Para los nazis, los partisanos eran “terroristas”. Para los jueces españoles, los que se atreven a exigir un juicio histórico serio y responsable sobre los actos de resistencia cometidos durante la dictadura, incurren en un delito de “enaltecimiento del terrorismo”.
Esta actitud, lejos de contribuir a la paz y la reconciliación, solo fomenta el espíritu de crispación y revancha, impidiendo la normalización democrática de nuestro país. Creo que algunos jueces firman sus sentencias con la misma indiferencia que Franco, cuando confirmaba las penas de muerte sin que le temblara el pulso.
No les preocupa desahuciar a familias o encarcelar a jóvenes y amas de casa en paro que expresan su frustración con frases incendiarias. Saben que no son terroristas, pero quieren complacer al poder político y a los nostálgicos del franquismo.

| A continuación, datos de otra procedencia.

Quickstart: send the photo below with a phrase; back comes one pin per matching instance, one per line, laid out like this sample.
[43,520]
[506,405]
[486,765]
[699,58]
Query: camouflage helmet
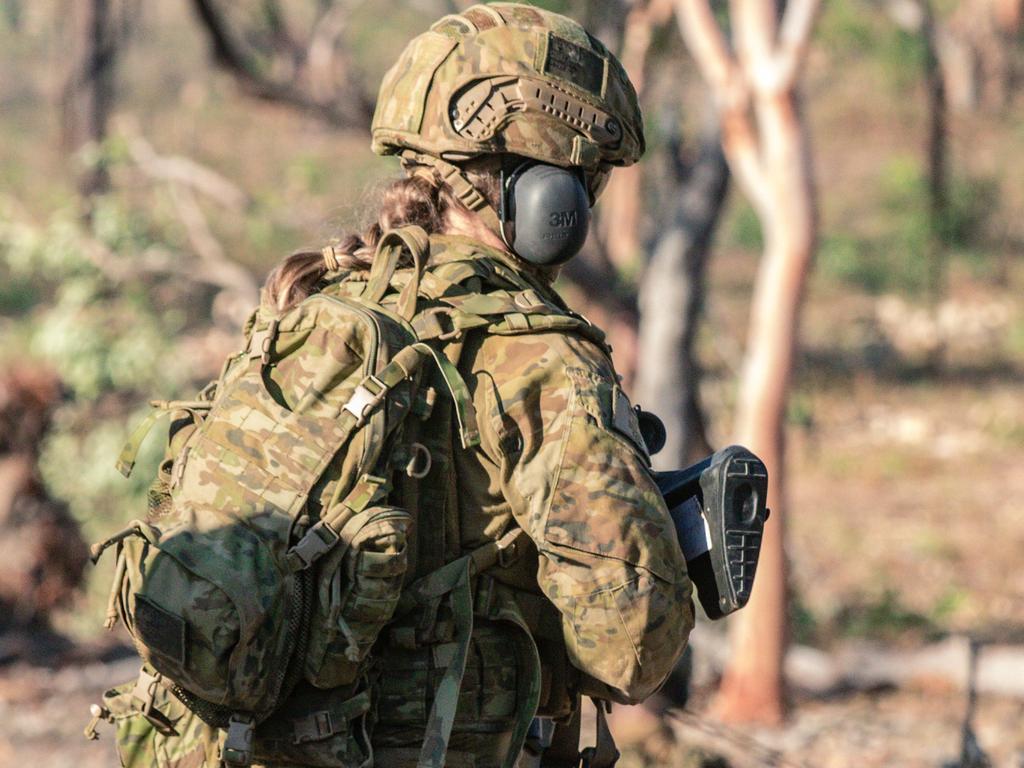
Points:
[507,78]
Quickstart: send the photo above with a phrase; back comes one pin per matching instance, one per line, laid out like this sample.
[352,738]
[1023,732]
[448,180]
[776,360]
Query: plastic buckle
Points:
[312,727]
[364,399]
[483,600]
[508,554]
[238,750]
[529,300]
[436,313]
[420,463]
[267,345]
[320,540]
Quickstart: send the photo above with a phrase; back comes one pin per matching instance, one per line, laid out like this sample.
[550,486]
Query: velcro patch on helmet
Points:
[574,64]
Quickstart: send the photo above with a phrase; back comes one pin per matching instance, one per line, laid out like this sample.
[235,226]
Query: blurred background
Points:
[819,257]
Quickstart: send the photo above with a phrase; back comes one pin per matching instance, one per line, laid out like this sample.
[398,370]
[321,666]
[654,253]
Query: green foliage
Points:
[742,227]
[73,300]
[897,258]
[884,617]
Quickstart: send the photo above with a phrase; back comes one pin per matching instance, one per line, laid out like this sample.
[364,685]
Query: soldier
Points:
[508,120]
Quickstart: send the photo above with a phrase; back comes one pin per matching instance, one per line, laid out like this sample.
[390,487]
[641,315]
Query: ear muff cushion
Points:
[547,214]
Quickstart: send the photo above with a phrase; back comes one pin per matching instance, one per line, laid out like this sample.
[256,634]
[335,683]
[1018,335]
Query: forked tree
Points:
[754,71]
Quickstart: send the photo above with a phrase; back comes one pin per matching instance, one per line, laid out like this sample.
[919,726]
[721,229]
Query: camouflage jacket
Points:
[561,456]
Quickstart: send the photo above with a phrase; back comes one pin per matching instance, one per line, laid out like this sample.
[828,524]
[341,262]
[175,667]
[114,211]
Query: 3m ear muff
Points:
[545,212]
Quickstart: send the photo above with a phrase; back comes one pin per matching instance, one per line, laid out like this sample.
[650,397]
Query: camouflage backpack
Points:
[269,554]
[271,558]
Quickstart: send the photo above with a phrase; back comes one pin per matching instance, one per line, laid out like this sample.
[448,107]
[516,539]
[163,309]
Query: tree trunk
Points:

Es evidente que lo legal y lo justo no son lo mismo, pero jueces como Eloy Velasco, director general de Justicia de la Comunidad Valenciana con los gobiernos de Eduardo Zaplana y Francisco Camps (implicado en la red Gürtel), siguen el ejemplo de Baltasar Garzón y otros “jueces estrella”, que han convertido la administración de justicia en “el trampolín de su arribismo”, de acuerdo con la célebre frase de Azaña sobre Ortega y Gasset.
¿Qué diferencia a Carrero Blanco de Osama Bin Laden? Pues simplemente que Osama Bin Laden –o su Fantasma-, pertenece al bando de los perdedores y, por tanto, puede ser pisoteado y escarnecido. Nadie afirmará que celebrar su muerte es un delito.

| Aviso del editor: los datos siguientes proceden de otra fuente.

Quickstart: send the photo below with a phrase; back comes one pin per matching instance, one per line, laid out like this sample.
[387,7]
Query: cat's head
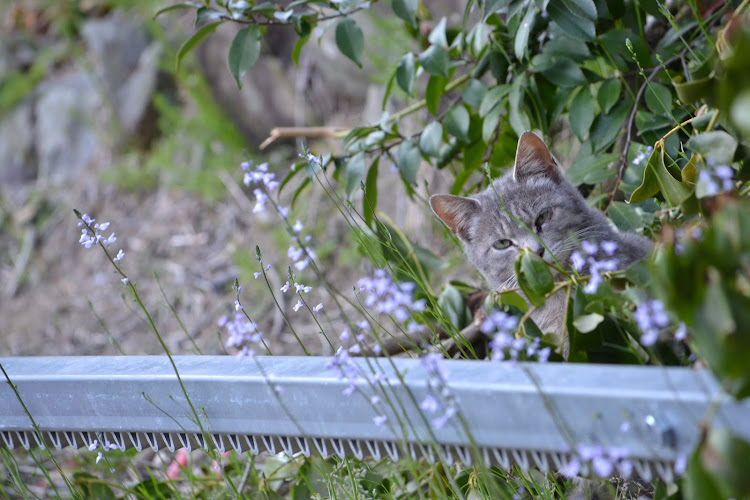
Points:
[532,206]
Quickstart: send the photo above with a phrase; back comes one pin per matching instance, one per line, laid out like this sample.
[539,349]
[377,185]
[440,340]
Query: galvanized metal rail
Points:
[533,415]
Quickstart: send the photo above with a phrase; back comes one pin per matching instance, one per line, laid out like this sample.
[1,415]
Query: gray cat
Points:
[534,202]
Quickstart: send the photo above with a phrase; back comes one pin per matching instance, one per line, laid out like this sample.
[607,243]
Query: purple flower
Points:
[429,404]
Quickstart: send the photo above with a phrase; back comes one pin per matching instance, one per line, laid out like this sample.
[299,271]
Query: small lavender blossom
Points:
[388,297]
[243,333]
[651,317]
[347,369]
[596,267]
[429,404]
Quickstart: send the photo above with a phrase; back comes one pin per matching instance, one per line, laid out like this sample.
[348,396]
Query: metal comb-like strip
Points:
[530,415]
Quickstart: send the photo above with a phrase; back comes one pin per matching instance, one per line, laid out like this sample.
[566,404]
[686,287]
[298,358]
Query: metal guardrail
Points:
[533,415]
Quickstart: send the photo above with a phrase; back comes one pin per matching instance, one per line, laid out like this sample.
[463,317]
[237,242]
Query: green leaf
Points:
[717,144]
[405,73]
[184,5]
[565,73]
[435,61]
[350,40]
[626,217]
[697,483]
[658,98]
[585,9]
[608,94]
[244,52]
[489,125]
[406,10]
[656,178]
[574,26]
[588,322]
[437,35]
[581,113]
[697,90]
[431,139]
[433,93]
[590,169]
[457,123]
[355,172]
[409,160]
[534,277]
[193,42]
[370,199]
[492,98]
[522,35]
[519,120]
[298,46]
[452,304]
[474,93]
[491,6]
[607,127]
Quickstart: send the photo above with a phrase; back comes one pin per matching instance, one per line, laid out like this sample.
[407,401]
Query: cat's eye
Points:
[541,219]
[502,244]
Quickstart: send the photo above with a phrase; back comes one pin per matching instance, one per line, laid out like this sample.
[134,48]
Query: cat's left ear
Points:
[533,159]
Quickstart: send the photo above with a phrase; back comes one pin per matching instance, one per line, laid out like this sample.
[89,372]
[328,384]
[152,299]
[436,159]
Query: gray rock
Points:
[65,131]
[17,166]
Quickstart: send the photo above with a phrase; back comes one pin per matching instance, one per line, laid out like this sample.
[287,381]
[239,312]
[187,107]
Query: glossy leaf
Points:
[524,30]
[716,145]
[582,113]
[519,120]
[474,93]
[244,52]
[534,277]
[607,127]
[405,73]
[658,98]
[355,172]
[580,28]
[370,199]
[608,94]
[435,61]
[193,42]
[350,40]
[452,304]
[406,10]
[457,123]
[588,322]
[409,160]
[656,178]
[433,93]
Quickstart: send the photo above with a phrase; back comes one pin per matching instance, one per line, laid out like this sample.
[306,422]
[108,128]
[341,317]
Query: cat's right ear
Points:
[456,212]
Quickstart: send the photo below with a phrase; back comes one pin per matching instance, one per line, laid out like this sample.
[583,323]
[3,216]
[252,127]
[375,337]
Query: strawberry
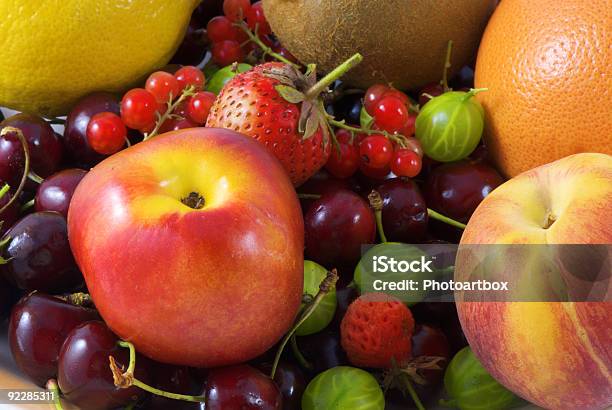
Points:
[376,331]
[280,107]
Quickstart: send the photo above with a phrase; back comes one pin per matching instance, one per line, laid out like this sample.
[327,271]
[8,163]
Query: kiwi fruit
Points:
[403,42]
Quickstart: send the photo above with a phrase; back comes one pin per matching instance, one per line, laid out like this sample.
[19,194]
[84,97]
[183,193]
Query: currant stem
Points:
[54,389]
[435,215]
[187,92]
[125,380]
[376,203]
[26,165]
[332,76]
[267,50]
[327,284]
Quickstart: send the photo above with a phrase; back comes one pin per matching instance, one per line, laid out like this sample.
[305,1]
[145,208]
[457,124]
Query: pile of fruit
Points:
[196,241]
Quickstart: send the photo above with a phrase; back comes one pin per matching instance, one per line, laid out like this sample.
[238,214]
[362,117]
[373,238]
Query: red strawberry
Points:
[271,103]
[376,331]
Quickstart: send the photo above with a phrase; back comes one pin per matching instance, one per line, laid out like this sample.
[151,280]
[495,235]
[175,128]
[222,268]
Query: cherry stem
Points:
[26,165]
[55,393]
[125,380]
[376,203]
[447,65]
[299,356]
[413,393]
[171,106]
[327,284]
[266,50]
[435,215]
[332,76]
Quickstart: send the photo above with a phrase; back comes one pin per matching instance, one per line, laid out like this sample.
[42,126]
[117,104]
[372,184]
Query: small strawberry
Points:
[280,107]
[376,331]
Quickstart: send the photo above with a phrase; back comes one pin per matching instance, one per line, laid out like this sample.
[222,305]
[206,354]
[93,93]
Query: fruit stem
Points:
[299,356]
[447,65]
[54,389]
[413,393]
[26,165]
[332,76]
[327,284]
[171,106]
[125,380]
[266,50]
[376,203]
[435,215]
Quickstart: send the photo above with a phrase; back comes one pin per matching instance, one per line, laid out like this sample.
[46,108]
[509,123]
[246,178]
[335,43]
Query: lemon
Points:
[52,52]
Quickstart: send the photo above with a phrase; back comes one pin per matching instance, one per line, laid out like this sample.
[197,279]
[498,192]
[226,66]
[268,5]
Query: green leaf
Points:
[290,94]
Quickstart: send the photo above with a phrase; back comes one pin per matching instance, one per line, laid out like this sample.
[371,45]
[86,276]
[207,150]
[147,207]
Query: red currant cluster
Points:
[387,110]
[168,102]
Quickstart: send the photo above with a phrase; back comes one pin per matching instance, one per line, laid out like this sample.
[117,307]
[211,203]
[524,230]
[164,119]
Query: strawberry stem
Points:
[332,76]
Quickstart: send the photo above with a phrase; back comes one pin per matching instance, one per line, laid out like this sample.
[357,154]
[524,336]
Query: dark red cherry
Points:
[39,256]
[55,193]
[38,327]
[84,375]
[404,212]
[241,387]
[336,226]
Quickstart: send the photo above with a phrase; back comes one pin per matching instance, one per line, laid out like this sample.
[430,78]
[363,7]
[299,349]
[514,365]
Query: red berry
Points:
[373,94]
[227,52]
[406,163]
[190,75]
[138,109]
[256,19]
[199,106]
[236,10]
[220,28]
[390,114]
[164,86]
[376,331]
[106,133]
[344,161]
[376,151]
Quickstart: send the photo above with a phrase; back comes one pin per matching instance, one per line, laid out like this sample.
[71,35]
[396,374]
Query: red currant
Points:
[236,10]
[227,52]
[199,106]
[164,86]
[190,75]
[106,133]
[390,114]
[373,94]
[138,109]
[256,19]
[221,28]
[376,151]
[406,163]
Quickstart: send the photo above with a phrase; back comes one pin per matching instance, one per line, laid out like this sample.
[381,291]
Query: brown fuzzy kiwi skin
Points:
[403,41]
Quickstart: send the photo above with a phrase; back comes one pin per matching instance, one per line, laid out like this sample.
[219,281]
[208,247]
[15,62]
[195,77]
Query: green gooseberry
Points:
[343,387]
[222,76]
[364,275]
[450,125]
[471,387]
[326,309]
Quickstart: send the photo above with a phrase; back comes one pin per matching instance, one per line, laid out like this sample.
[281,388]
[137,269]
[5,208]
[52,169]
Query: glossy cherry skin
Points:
[75,133]
[38,327]
[456,189]
[241,387]
[55,193]
[336,225]
[404,212]
[40,256]
[45,147]
[84,375]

Por el contrario, Carrero Blanco pertenece al bando de los vencedores.
Sus hijos y nietos ideológicos gobiernan España desde su desaparición.
De hecho, el almirante trabajó con denuedo para lograr que Juan Carlos I sucediera al general Franco en la Jefatura del Estado, disfrutando de la misma antidemocrática inviolabilidad.
La “Operación Araña” –grotesca, mezquina, vengativa, desproporcionada- ha dejado flotando en el aire la sensación de que la Guardia Civil puede llamar a tu puerta en cualquier momento, colocándote unas esposas por escribir un exabrupto en las redes sociales.
Ese temor es la esencia de un estado totalitario.
Espero que algún día la historia juzgue con la severidad que merece al indigno gobierno de Mariano Rajoy y acredite de forma irrefutable que la Transición fue un gigantesca estafa.
Vivir en España es vivir en una cárcel que estrecha cada vez más sus muros.
Al igual que en 1939, muchos nos preguntamos si el exilio es la única opción para conservar la libertad y la dignidad.